Whereas, “executing the analytic models” at the edges means, executing pre-built analytics modes (e.g., scores, rules, recommendations, anomaly detections) at the edge. These models were first built in an offline manner by bringing the detailed sensor data, to a data and analytics platform (the Data Lake), and then apply sophisticated algorithms on the IoT historical data. Once the models are built and tested, they can then be deployed on the edge through a JVM on the machine itself or can be deployed on the cloud to act on the streaming data transported from the machines.
Its one thing to “execute the analytic models” at the edges, but something entirely different to actually “perform analytics” at the edges. Why?
At the edge, typically consists of an environment that is minimal on memory and processing power, hence heavy duty activities like storing data, executables and then running the executable becomes a challenge. For example, if your fridge has a place to house a Java Virtual Machine (JVM) and an analytic model (i.e., lightweight rules based model), then you can execute the analytic model on the fridge itself. On the other hand, you can stream data from the fridge to a network, and then execute the analytic model on the network.
Smart Things, Digital Twins, IoT Analytics Platforms
Analytics has become an integral part of business strategy, and the connected world is further pushing the envelope to make everything smart – smart homes, smart products, smart plants, you name it. But like with everything else, using the right tool for the right problem is the key to success.
For manufacturers, the changes are huge. Historically, once their product leaves the factory, they are less mindful of the actual product usage and behavior, unless there are complaints about the product quality and subsequent returns or recalls initiated by the manufacturer. With smart connected products, manufacturers get the ability to experience true closed-loop, product lifecycle management where they can track, manage and analyze product information at any phase of its lifecycle at any time and any place in the world.
However, the creation of smart things is not easy.
It requires capabilities to securely collect and respond to data from customers, suppliers, and now the products themselves. It requires a digital transformation cutting across the entire product management lifecycle starting from product design to raw materials sourcing to production to sales and service.
Solution: A purpose-built IoT ecosystem and analytic platform.
Finally, even if you decide to do all the sensor/IoT analysis at the edges, you would still need to bring the raw IoT data into the data lake for more extensive analysis and persist with IoT history. Why? How do you operate, maintain, or repair systems when you aren’t within physical proximity to them?
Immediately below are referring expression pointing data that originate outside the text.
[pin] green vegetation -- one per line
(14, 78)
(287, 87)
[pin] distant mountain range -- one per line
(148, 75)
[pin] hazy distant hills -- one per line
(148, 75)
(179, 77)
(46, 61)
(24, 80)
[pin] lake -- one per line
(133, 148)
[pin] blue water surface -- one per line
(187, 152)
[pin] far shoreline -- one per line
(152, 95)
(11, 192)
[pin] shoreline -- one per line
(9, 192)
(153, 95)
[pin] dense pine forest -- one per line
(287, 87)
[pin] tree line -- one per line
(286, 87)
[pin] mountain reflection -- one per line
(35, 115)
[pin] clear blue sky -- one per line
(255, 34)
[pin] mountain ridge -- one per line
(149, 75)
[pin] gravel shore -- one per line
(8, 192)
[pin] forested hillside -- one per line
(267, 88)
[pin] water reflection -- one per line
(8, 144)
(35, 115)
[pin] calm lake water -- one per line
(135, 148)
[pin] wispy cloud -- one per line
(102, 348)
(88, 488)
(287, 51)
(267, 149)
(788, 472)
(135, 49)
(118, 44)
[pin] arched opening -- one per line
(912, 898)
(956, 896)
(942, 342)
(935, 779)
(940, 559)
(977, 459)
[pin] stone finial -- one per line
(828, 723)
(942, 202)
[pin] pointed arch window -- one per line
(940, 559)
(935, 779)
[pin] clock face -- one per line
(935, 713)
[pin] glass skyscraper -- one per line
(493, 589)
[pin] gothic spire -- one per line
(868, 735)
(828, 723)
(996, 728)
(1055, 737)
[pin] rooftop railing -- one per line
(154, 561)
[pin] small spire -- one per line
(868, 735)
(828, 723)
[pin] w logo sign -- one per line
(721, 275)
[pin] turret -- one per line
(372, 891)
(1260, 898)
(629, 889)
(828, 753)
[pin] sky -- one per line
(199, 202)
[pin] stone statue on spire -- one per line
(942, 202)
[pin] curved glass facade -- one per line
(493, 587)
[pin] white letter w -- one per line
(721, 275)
You need a bridge between the physical and digital world (we are talking about Digital Twin and Digital Thread). Sensors gathering data about real-time status and working condition from the physical item (machines), relaying these information to a cloud-based system that receives and processes all the data the sensors monitor. This physical-digital bridge creates a virtual and visual environment, where input is analyzed to understand the product behavior at real-time, the trends, the usage patterns and most importantly to innovate for your next set of product offerings using business drivers and other contextual data.
Result: This pairing of the virtual and physical worlds allows analysis of data and monitoring of systems to head off problems before they even occur, prevent downtime, develop new opportunities and even plan for the future by using simulations.